Saturday was the same course they’ve run in previous years at Chocksett Middle School. The race starts with a full lap of a cinder running track before turning onto the grass. After a brief off-camber section, you’re at the bottom of a steep run-up (a combination of frost and mud always makes the last few meters too slick to ride), remounting and riding the hill’s flat top for 50 meters, and then dropping down an equally-steep descent to a sweeping turn and a “horse jump” barrier. Not my favorite, but it keeps things interesting. Some riders in the elite race actually hop the 2 feet onto the barrier. Impressive.
Photo by lodri
That’s the most interesting minute of the course. The rest is S-curves, with connecting power sections, and a set of double barriers. Overall, it suits a road rider’s strengths. After a couple of laps I was somewhere around 20th, or so I thought. I was probably closer to 15th. It was mild, but extremely windy, and I was riding alone, trying to hold my position and catch the group in front of me. Unfortunately, a group of 5 caught me. We rode together for a couple of laps, and I knew in a perfect world (one without lots of Thanksgiving-y food in my system), I could hang with them. I’m not really sure when the split occurred, but I do know that I lost them and was soon caught by another group of 3 or 4 guys.
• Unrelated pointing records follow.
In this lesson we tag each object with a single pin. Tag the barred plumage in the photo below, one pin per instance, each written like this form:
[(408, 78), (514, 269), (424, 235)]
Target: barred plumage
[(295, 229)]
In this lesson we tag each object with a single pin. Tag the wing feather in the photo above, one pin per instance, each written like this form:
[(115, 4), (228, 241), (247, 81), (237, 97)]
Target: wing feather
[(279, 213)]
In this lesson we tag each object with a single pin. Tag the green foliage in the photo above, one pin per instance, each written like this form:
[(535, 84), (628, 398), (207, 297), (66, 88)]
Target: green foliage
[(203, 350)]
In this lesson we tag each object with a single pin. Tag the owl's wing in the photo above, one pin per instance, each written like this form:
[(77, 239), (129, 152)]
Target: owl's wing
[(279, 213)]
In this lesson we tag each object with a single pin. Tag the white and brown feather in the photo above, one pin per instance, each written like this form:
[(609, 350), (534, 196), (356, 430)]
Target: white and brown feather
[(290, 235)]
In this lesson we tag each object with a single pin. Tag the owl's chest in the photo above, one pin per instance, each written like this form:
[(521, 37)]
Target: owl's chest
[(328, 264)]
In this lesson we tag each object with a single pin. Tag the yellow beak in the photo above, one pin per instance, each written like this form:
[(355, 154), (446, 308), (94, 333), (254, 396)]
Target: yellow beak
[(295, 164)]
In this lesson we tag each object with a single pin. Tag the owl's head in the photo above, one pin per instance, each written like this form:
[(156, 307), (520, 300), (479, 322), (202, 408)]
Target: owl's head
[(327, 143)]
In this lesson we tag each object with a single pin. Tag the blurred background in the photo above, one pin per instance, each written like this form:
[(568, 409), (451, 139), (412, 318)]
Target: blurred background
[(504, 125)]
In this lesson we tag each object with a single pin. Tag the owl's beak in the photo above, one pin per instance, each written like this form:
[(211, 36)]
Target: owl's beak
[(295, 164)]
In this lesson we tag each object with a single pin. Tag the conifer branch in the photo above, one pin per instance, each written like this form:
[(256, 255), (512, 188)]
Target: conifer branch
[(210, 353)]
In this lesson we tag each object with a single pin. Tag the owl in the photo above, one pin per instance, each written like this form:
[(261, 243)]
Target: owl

I had fun, but I can’t say it was an interesting race. I out-sprinted one of those riders for 24th, which netted me a couple of VERGE points. The group I know I could’ve stayed with on a good day finished 16th-20th, which is a tad disappointing, but I have no one (but the stuffing) to blame.
I was really looking forward to day 2. When the released the tech guide, and I saw the ways that they were changing the course, I was pretty excited. It was going to be a lot more interesting than day 1. One thing I didn’t think about was whether or not the changes—I’d liken the new course slaloms with brief sprints in between—would suit me. In hindsight the sprints did, but the slaloms? It’s too bad both my brakes were functioning, because I used them way too much, costing me as other riders, less fit, but more comfortable with these sorts of corners, slowly pulled away in the myriad turns. The downhill after the flat-top hill had also become treacherous because the course now forced you to ride it off-camber and then turn sharply to the right. I crashed on it during warm-up, and I never felt comfortable on it during the race. After the sharp turn, there was a brief, rooty section in the woods, and the beginning there was a brief hop that would penalized you for any bobbles. Sadly, I bobbled it on the last lap, and lost 3 places, leaving me 27th overall. In spite of it not being entirely suited to my strengths, I wholeheartedly recommend they do this course again.